В 1951 году американский психолог Соломон Аш провел серию опытов, с помощью которых в психологии впервые появилось понятие конформизма. Опыт был предельно прост. Испытуемым показывали три отрезка разной длины и предлагали выбрать, какой из отрезков совпадает по длине с эталонным. Выбор все участники эксперимента должны были сделать вслух по очереди, в группе из 4–8 человек. По условиям Аша только один человек (наивный субъект) из группы не знал реальных условий эксперимента. Все остальные были заранее проконсультированы и должны были давать заведомо неправильные ответы. Наивный субъект всегда отвечал последним, выслушав целый ряд неверных ответов. 

Оказалось, что часть испытуемых неизбежно подчинялась мнению группы и давала неверный ответ. Их-то Эш и назвал конформистами. По умолчанию предполагалось, что конформизм — это отрицательное свойство личности, что-то сродни слабости характера и преклонению перед авторитетами. Эксперимент Эша был повторен более чем в 100 странах. Ожидалось, что уровень конформизма будет выше там, где традиции коллективизма укоренены в историческом опыте, и ниже там, где культура предполагает свободу личности и декларирует индивидуализм. По этой логике самой нонконформистской страной должны были стать США, а лидеры конформизма — таиться на Востоке. Однако данные Эша свидетельствовали ровно об обратном. Процент конформных американцев оказался весьма высок — 68 процентов. Японцы, безусловно, принадлежащие к коллективисткой традиции, оказались конформны только на 20 процентов, в чем сошлись с немцами. Французы заняли промежуточное положение — примерно 40 процентов. А Канада, Великобритания и традиционные северные народы показали и вовсе нулевой уровень конформности. 

Этот феномен пытались объяснить множеством версий. Согласно одной из них, конформность выше там, где общество наиболее устойчиво и гарантировано от потрясений (США). Там, где выживание происходит в жестких условиях (эскимосы), человек вынужден брать на себя ответственность за собственный выбор. Есть и другое объяснение. Коллективизм свойствен культурам, где перед обществом исторически стояли цели, которых не добиться в одиночку. В этом случае конфликт с группой будет равен самоубийству. Нонконформизм может позволить себе только общество, лишенное вектора развития.

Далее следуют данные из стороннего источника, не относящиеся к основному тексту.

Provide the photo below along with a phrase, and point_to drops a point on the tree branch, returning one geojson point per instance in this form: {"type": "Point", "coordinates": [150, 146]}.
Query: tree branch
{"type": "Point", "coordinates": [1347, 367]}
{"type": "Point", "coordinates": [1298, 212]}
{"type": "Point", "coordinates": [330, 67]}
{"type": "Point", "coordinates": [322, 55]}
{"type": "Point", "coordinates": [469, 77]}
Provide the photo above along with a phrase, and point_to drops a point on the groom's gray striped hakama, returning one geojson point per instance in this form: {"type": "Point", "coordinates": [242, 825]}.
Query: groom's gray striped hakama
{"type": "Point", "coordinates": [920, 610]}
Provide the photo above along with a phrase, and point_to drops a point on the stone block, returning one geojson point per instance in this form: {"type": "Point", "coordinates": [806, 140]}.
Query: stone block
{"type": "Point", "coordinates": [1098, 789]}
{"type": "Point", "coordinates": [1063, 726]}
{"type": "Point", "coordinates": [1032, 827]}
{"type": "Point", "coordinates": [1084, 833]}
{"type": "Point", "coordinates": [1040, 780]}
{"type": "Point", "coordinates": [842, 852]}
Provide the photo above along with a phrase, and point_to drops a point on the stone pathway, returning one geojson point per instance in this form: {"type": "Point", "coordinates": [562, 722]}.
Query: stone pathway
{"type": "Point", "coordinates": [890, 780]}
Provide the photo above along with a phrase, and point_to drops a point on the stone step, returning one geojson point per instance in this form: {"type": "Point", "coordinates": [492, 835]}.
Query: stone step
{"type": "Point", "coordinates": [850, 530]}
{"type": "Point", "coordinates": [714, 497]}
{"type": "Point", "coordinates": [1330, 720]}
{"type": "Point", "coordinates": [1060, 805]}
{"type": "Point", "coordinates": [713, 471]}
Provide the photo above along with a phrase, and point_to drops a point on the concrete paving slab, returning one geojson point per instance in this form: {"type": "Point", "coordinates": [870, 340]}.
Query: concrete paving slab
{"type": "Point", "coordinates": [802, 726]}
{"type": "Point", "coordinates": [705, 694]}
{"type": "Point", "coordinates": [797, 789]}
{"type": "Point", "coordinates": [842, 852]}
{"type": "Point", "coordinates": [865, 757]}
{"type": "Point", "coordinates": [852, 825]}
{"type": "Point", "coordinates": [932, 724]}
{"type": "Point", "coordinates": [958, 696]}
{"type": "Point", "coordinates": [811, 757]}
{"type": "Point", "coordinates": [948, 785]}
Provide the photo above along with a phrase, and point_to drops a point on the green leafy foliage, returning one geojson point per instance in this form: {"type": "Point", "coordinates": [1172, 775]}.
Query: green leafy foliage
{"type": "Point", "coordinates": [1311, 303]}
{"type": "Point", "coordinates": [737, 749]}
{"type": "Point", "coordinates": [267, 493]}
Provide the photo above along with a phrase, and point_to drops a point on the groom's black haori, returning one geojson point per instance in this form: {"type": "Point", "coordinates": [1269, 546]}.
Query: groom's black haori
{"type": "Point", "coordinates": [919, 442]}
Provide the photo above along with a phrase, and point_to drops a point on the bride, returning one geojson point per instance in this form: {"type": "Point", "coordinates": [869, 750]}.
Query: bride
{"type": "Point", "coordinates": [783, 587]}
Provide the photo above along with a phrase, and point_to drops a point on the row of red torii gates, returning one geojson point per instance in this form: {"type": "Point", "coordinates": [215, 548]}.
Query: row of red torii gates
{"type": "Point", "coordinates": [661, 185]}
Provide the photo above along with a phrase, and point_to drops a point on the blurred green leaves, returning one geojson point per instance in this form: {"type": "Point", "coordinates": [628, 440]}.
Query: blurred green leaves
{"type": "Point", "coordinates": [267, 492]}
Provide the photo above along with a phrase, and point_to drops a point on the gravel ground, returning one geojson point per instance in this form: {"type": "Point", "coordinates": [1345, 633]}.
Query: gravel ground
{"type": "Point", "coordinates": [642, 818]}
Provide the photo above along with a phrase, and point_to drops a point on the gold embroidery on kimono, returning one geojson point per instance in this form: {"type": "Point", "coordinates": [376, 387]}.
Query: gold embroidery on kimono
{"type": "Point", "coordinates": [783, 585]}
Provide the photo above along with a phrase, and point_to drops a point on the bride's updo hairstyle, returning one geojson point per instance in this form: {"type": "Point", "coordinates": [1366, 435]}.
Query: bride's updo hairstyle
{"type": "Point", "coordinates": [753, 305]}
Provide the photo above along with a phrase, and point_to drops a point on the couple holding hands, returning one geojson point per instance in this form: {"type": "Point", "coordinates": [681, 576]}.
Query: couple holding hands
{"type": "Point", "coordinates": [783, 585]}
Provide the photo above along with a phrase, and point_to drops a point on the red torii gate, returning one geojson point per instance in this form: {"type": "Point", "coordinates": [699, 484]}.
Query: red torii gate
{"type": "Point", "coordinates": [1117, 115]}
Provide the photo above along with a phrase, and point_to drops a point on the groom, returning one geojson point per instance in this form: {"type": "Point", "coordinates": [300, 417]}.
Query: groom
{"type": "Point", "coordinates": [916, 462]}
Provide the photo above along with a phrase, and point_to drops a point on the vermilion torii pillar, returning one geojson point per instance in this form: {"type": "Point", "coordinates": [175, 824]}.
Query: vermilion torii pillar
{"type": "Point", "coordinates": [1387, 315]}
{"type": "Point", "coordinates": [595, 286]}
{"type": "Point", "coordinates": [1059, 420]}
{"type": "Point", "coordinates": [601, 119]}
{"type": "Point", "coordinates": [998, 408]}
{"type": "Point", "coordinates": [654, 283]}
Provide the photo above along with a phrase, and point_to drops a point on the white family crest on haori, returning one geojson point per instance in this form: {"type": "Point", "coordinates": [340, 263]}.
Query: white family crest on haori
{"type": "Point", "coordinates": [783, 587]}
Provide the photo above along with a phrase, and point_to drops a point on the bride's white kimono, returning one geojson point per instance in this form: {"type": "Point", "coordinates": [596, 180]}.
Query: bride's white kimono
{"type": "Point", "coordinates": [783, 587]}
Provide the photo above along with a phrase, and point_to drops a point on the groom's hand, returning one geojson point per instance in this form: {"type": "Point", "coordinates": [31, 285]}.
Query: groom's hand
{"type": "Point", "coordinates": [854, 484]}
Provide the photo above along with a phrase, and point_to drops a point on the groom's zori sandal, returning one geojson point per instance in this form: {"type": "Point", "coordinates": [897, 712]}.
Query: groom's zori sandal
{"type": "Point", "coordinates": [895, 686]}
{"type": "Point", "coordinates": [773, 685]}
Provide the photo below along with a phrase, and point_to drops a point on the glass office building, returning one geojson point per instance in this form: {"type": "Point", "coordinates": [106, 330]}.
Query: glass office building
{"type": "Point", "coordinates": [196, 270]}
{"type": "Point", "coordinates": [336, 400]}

Так или иначе, но в ситуации пандемии эволюционно востребованным оказался именно конформизм. Именно он стал тем ресурсом, который может привести нас к выживанию. Это возвращает нас к прагматичному опыту Греции и требует пересмотреть ценностные ориентиры. Человек и общество — сложные системы. Отдавая предпочтение одному свойству, мы вовсе не обогащаем, а обедняем себя, подтачивая собственный эволюционный ресурс. Нонконформный индивидуализм — это не панацея на все времена. Конформизм коллективности на наших глазах доказывает, что и он обладает своими достоинствами. 

Интересно, что, готовя эту статью, я так и не смогла найти данных о том, проводился ли эксперимент Эша в России или СССР. Уровень российского конформизма численно не измерен. Однако, судя по постам в фейсбуке, он не так уж высок. Множество вирусных диссидентов призывает в буквальном смысле срывать маски и считать пандемию не более чем медийной манипуляцией. Вполне вероятно, что это тоже своеобразная форма конформизма, просто «своей» группой наши диссиденты считают не «коллективистскую» Россию, а «индивидуалистический» Запад. Беда только в том, что западный индивидуализм во время пандемии потерпел очевидный крах. Если наши диссиденты чего-то и добились, то только того, что вскочили в последний вагон поезда, который несется в пропасть. Перефразируя слова создателя сети «ВКонтакте», клясться в верности европейскому индивидуализму — сейчас все равно, что покупать акции на пике их стоимости. Ни один брокер вам этого не посоветует.